If nothing else, it's fairly easy to circumvent for Comcast: Just say that Xfinity isn't an internet service, it's a ComcastNet® service that just happens to get delivered over the same cable as your internet connection. Figleaf: "You can buy a Xfinity/ComcastNet® subscription without an internet connection.".

Where it gets icky is when Hulu suddenly doesn't count against the cap, but Netflix does, and the deal Hulu got isn't available to Netflix.


A service that doesn't count towards the cap is perceived as "cheaper" and thus more desirable.


If a latency-sensitive service decides to host closer to part of its customer base, does that mean they're not respecting net neutrality too? At what point does something stop becoming more convenient for customers and the company (like locally hosted unmetered traffic) and start becoming a neutrality issue?

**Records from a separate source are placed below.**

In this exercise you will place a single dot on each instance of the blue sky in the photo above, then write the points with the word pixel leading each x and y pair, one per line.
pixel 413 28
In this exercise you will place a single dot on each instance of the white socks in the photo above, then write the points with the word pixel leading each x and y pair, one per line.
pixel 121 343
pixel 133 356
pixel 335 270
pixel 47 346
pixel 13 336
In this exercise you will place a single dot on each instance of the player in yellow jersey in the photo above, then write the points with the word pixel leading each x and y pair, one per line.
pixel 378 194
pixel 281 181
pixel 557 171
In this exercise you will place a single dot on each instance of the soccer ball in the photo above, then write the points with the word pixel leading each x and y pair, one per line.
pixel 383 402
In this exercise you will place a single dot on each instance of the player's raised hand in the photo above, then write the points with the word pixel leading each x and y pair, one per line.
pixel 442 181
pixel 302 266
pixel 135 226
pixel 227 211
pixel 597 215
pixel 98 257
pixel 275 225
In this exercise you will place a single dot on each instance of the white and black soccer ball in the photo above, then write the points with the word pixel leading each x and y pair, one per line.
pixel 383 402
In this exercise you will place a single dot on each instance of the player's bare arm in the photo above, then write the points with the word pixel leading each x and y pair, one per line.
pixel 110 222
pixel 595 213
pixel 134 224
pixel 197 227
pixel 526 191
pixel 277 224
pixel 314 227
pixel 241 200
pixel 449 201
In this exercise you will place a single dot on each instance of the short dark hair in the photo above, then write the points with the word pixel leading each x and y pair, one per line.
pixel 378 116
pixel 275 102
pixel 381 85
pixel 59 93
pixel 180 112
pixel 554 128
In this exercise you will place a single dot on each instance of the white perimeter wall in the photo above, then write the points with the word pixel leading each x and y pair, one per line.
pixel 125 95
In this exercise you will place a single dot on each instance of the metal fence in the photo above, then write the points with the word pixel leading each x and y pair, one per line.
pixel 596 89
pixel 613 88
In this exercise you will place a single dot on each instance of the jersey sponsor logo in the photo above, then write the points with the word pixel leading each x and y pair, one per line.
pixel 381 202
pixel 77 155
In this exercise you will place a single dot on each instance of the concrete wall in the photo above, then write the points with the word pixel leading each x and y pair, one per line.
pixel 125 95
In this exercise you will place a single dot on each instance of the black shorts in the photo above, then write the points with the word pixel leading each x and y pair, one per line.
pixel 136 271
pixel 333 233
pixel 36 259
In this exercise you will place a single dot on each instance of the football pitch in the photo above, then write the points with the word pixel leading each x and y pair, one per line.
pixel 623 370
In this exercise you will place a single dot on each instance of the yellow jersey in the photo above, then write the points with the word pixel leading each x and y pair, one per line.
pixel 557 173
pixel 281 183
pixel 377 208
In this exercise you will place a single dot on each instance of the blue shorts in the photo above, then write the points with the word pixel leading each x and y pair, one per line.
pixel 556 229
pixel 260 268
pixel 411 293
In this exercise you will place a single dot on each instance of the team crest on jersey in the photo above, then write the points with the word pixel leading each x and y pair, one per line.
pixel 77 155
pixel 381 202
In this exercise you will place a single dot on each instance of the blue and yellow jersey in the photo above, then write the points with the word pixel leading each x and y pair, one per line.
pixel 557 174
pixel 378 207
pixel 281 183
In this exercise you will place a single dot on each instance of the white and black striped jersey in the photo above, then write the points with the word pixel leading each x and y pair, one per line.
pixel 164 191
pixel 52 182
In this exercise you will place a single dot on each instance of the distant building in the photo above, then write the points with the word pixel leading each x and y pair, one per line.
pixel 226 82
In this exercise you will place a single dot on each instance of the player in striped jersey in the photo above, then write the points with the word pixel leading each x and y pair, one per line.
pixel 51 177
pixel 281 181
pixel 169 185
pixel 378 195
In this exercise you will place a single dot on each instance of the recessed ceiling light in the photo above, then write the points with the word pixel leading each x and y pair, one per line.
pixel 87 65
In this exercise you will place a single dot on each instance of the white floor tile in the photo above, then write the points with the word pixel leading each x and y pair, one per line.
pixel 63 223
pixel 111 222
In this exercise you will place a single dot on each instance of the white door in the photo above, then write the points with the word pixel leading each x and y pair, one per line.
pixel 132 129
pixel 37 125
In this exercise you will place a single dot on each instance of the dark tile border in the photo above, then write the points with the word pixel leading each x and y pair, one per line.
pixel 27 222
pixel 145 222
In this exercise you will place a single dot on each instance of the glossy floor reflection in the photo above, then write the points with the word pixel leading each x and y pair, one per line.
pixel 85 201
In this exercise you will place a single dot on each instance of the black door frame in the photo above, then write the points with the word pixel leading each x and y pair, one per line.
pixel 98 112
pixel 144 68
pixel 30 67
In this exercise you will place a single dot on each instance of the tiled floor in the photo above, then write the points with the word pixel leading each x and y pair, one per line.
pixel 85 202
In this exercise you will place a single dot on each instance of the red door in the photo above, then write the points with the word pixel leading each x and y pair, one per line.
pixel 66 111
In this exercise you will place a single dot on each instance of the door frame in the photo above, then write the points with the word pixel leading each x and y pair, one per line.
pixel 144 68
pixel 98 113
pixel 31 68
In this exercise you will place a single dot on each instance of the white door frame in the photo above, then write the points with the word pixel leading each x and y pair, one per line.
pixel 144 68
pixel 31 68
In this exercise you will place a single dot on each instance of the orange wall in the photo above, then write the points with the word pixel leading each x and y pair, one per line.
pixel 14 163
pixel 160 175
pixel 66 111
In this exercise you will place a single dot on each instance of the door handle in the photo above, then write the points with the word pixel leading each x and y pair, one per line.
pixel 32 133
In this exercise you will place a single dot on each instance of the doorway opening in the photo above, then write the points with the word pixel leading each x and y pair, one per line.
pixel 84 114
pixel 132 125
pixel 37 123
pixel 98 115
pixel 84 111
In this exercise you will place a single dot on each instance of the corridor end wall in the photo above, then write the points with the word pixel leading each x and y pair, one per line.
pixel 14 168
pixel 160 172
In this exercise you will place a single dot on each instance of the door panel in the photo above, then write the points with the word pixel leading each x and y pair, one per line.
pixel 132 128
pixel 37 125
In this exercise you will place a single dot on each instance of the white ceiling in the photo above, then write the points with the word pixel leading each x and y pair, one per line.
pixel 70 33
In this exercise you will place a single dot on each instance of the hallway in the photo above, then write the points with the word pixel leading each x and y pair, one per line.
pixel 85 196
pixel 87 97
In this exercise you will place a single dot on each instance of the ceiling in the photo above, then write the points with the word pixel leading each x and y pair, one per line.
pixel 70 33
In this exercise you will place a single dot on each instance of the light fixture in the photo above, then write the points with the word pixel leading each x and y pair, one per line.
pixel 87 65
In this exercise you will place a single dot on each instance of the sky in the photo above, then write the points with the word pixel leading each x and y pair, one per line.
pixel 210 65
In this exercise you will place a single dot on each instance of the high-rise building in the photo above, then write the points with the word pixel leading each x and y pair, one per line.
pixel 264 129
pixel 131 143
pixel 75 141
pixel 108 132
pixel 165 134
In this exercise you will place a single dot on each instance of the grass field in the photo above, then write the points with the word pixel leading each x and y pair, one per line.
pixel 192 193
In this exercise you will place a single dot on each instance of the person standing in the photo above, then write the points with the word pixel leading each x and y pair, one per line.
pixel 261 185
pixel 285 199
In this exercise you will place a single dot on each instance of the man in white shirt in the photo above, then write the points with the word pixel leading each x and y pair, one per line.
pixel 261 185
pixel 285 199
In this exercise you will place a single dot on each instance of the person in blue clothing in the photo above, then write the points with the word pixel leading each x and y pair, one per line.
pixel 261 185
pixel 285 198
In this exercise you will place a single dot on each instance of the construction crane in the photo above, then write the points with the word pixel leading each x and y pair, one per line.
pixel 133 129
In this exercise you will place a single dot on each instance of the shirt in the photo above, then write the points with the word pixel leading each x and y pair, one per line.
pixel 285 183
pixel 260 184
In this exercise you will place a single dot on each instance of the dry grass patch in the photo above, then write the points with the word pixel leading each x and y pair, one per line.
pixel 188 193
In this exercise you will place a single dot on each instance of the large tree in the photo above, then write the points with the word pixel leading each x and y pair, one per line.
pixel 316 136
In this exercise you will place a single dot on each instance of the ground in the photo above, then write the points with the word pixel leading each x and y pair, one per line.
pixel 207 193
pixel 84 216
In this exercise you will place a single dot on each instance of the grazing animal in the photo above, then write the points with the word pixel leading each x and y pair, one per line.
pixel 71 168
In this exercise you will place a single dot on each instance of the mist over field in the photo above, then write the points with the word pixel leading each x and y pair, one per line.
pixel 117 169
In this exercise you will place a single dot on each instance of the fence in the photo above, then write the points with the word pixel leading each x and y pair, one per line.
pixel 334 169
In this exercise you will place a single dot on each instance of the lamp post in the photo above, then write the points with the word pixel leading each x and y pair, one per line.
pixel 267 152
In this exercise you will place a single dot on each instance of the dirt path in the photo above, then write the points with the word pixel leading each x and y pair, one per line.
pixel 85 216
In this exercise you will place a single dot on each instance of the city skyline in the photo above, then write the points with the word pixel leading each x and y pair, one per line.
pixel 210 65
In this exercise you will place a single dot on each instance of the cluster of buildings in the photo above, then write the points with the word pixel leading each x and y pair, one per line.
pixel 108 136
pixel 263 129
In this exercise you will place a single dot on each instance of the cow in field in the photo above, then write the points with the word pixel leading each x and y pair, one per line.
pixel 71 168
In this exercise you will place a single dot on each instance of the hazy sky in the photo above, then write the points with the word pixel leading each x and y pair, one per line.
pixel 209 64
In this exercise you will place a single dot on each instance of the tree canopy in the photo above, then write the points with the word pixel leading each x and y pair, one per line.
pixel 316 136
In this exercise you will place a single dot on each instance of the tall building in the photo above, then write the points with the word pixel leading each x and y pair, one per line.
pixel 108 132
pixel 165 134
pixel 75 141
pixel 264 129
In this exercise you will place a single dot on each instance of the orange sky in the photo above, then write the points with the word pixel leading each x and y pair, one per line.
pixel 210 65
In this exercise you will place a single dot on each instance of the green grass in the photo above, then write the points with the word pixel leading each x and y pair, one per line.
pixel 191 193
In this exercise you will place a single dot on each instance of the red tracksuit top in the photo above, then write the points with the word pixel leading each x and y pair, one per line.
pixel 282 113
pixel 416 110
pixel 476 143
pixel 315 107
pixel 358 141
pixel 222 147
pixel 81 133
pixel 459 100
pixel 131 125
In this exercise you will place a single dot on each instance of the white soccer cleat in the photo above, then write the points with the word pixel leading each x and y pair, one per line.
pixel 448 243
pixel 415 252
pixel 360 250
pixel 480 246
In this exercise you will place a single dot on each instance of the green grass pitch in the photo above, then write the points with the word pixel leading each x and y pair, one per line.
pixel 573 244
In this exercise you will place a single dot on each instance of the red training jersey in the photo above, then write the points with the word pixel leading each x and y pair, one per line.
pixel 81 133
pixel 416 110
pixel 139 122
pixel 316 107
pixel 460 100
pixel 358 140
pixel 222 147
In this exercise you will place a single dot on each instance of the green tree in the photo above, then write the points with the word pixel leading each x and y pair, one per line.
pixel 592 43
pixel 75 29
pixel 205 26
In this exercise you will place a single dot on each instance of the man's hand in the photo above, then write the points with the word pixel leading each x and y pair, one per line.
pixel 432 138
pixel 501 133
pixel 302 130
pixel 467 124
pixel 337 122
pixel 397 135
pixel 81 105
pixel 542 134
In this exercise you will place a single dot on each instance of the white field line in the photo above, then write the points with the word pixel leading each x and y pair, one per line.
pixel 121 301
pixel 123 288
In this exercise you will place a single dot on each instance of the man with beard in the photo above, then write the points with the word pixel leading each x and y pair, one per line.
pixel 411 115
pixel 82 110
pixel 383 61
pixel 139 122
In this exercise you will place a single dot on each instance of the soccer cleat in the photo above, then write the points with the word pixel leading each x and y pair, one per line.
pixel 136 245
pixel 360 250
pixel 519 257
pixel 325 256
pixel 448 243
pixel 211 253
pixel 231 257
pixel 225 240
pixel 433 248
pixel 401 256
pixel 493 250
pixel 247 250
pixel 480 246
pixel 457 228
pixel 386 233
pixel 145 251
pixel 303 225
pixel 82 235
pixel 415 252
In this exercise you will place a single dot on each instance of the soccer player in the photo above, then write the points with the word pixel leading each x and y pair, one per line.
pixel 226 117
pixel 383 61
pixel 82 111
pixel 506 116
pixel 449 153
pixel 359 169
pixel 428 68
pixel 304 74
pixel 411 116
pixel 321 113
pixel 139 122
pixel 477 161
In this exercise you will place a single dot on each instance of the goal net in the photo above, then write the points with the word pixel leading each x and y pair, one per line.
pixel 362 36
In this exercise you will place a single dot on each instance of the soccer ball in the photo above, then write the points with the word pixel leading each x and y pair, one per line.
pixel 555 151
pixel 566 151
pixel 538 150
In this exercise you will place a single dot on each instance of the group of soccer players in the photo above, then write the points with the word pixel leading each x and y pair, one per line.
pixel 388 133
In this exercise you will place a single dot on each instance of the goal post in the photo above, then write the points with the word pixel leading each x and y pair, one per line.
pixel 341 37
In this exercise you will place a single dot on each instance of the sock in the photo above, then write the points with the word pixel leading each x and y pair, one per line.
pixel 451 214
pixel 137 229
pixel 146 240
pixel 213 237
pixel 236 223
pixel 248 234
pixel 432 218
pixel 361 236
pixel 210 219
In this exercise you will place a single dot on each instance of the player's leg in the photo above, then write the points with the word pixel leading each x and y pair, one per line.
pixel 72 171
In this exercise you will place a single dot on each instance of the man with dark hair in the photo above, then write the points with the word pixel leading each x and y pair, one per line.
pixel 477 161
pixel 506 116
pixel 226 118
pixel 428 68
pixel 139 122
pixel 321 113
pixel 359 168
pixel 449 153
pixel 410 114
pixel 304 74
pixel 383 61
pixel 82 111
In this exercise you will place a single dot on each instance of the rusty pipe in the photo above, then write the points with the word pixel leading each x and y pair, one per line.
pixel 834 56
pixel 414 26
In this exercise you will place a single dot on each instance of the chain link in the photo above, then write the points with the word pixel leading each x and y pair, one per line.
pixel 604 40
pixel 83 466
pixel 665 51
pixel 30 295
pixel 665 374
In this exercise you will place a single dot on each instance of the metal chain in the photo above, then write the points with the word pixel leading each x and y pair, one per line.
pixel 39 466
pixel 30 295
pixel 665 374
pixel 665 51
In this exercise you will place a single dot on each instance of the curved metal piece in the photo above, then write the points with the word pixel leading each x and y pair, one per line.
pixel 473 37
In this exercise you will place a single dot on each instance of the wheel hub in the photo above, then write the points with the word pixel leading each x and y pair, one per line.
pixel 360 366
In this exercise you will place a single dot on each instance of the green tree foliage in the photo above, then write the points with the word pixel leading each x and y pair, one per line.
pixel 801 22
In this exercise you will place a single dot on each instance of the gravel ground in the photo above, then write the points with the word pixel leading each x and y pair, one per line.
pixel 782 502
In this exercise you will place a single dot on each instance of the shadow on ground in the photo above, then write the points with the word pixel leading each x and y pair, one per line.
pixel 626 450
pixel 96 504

Maybe I look at it differently being from a country that has always had caps, where the introduction of peering agreements and ISP hosted content meant you got more value (all downloads being 'paid for' to some of that now being 'free'). I suppose if you look at it from the perspective of going from a culture of unlimited data to capped downloads (all downloads being 'free' to most being 'paid for' and some free as it was before).

It's not like they are artificially prioritizing their own content.

Edit: On reading some of the other comments it sounds like it isn't just the same content via different clients, it's actually buying the same content off Comcast? Is this the case? The OP wasn't exactly a wealth of detail.